I decided to wake Todd up with the stick in hand and we both stared at each other, eyes wide open, stupid grins on both our faces, shaking our heads and trying so desperately to take in the reality that God has given us another child.
God has given us another child…
With all my heart, you have to know that I do not take that reality lightly. I know too many people who long to say those words. For those hurting hearts, I pray for that peace that surpasses understanding. I pray for the peace that stares circumstances in the face and says, You will not shake me. My hope and my trust is in the Maker of the Universe. His plans for me are good. I will NOT be shaken.
If you are in a place of wondering about the future (as we all are to some degree), I hope you will accept a piece of wisdom God has granted me in my journey. “Do not arouse or awaken love until it so desires.” In other words, do not let your mind (with all its desires and hopes) plan about future things until you know you have the right to do so. This truth covers so many areas of life. There will be plenty of time to plan how you will tell people you’re pregnant, plan the wedding, imagine yourself doing the job, scheme about how you will tell people other exciting news, etc. If you resist the urge to live in the future until you have a green light from God, you will spare yourself a lot of heartache and disappointment. Once you have the green light, you will experience a peace and a freedom that can not be found when we try to force our own plans forward.
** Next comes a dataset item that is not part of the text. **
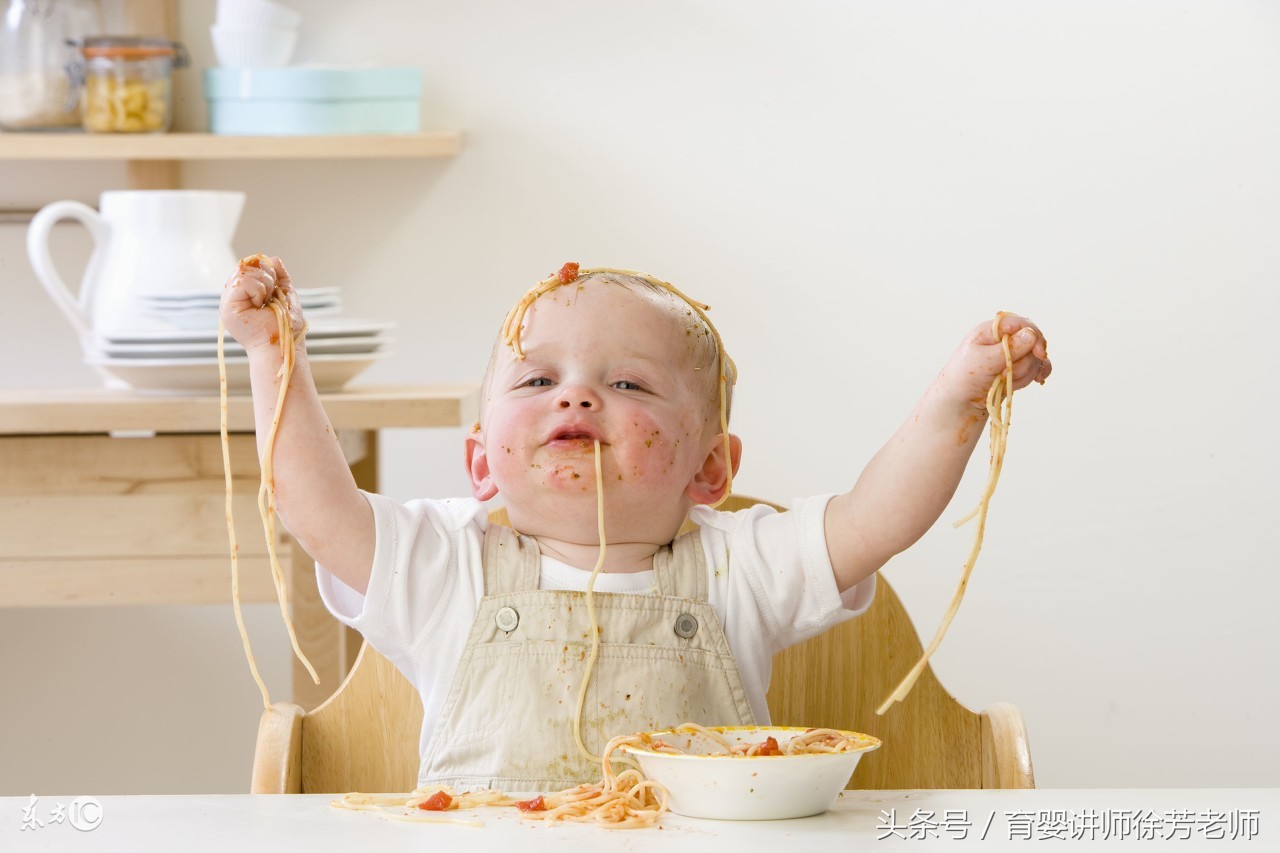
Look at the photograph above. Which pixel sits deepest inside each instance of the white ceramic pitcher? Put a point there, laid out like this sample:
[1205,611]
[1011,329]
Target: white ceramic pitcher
[145,242]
If you are sitting at an annoyingly, long red light, my heart goes out to you. Since the only thing you can do is sit, I hope you can rest. Rest in the truth that the Author of Life is writing a good story for you. Rest in the truth that God is good. Rest in the portion of your story that has already been written and revealed. Your story is unique – though it may share similarities to others – it is a story written just for you. Do not be tempted to look at the story of another in hopes of learning about your own. Live in the present. Trust God for the future. In both, trust that he is good and his plans for you are for your good. I know it is easier said than done. But you know that fighting for that peace and contentment while feeling stuck at a red light in life will provide good rewards if you do not give up. Do not give up.
“When times are good, be happy; but when times are bad, consider this: God has made the one as well as the other. Therefore, no one can discover anything about their future” (Ecclesiastes 7:14).
“be content with what you have because God has said, ‘Never will I leave you; never will I forsake you.’ So we say with confidence, ‘The Lord is my helper; I will not be afraid'” (Hebrews 13:5b-6a).